As an adult, your goal should be to deconstruct these biases and dwell on their impact. You should also be aware of your social identifiers and their role in the power dynamics of privilege. Understanding intersectionality, identity privilege, power dynamics, equality and equity is crucial before introducing these ideas to kids.

Helping Kids Recognize Their Own Identities and Biases

After you recognize your own biases, it's time to teach kids to value all aspects of their identities and recognize, accept and celebrate the identities of others.

How? You can help children identify similarities and differences among people, guide them in appreciating diversity, help them develop a respectful attitude toward different identities and give them tools to build bridges of connection and understanding with anyone.

A little research can help you determine your students' social identities, such as their ethnicities, cultural backgrounds, linguistic repertoires, family structure, gender identity, etc., and the biases and stereotypes attached to the different social identities that they might have been exposed to. Anti-Black or anti-Asian biases, homophobia, misogyny, machismo and anti-immigrant attitudes can be pervasive.

It's essential to recognize that children do not grow up in a vacuum.
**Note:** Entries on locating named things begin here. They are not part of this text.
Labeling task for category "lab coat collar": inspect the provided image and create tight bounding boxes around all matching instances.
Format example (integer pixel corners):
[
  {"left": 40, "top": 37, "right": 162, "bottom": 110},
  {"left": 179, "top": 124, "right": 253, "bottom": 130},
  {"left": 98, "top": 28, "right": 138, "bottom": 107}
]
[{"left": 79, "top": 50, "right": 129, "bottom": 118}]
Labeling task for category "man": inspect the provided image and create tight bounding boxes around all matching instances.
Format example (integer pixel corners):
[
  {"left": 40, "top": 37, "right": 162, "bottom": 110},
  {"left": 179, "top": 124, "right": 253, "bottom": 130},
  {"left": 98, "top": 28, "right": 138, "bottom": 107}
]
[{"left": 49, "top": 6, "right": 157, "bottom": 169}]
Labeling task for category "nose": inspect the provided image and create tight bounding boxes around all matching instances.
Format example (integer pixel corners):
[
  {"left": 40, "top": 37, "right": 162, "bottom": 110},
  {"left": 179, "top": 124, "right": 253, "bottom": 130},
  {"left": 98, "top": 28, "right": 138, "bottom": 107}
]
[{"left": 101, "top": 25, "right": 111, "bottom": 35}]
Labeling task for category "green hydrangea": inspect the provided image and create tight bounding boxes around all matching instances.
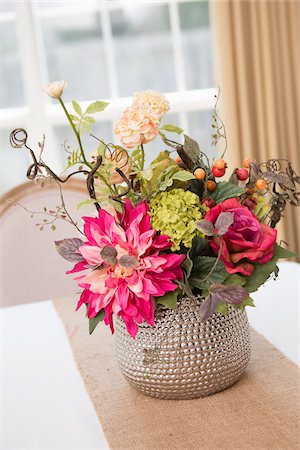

The reigning biases and oppressive systems that permeate society reach their minds in one way or another. The idea is that you, as a facilitator of these conversations, help model brave, curious, respectful exchanges and create spaces where children feel strong about who they are without having to feel superior. These will then be spaces where they feel comfortable and excited to discuss and celebrate each other's similarities and differences.

Children actually absorb biases from the world around them when they are not guided to think about them critically.

According to Louise Derman-Sparks andJulie Olsen Edwards, leaders in anti-bias education, it's also necessary to activate children's innate sense of fairness and justice. They explained that the assumption that children foster prejudices once they become aware of differences is entirely false. Children actually absorb biases from the world around them when they are not guided to think about them critically. Silencing — or omitting how different identities are more prone to be stereotyped and discriminated against — prevents children from developing an anti-bias mindset.

How Picture Books Can Help

One of the best ways to initiate this sort of conversation with children is through picture books. However, it's essential to acknowledge that anti-bias education can not be reduced to occasional activities about diversity. Quite the opposite, it must be sustainable.

Multicultural literacy educatorRudine Sims Bishop said diverse books are necessary because kids need to see themselves in them and see other people and other worlds.

However, lack of representation is a serious problem in the children's literature publishing world since the industry reflects the dominant biases and privileges in our world today.

Fortunately, many teachers, librarians and authors have been campaigning for diverse literature at schools, libraries and independent publishing groups. Nowadays, you can find many books written by authentic voices that can be the first sparks to get children to celebrate different identities and value their own.

After you acknowledge that you need to choose the books and topics for discussion with an anti-bias lens, it's not that difficult to find books that represent various social identifiers.

And remember, all people (including children), regardless of their social identifiers, need to work on this. In the words of Rudine Sims Bishop:

... that's the reason that the diversity needs to go both ways. I mean, it's not just children who have been underrepresented and marginalized who need these books. It's also the children who always find their mirrors in the books and, therefore, get an exaggerated sense of their own self-worth and a false sense of what the world is like because it's becoming more and more colorful and diverse as time goes on.

How are you going to celebrate your children's differences today? How are you going to encourage them to celebrate other people's identities?

The journey starts with us. As Maya Angelou said,"When we know better, we do better," and a first step is better than none.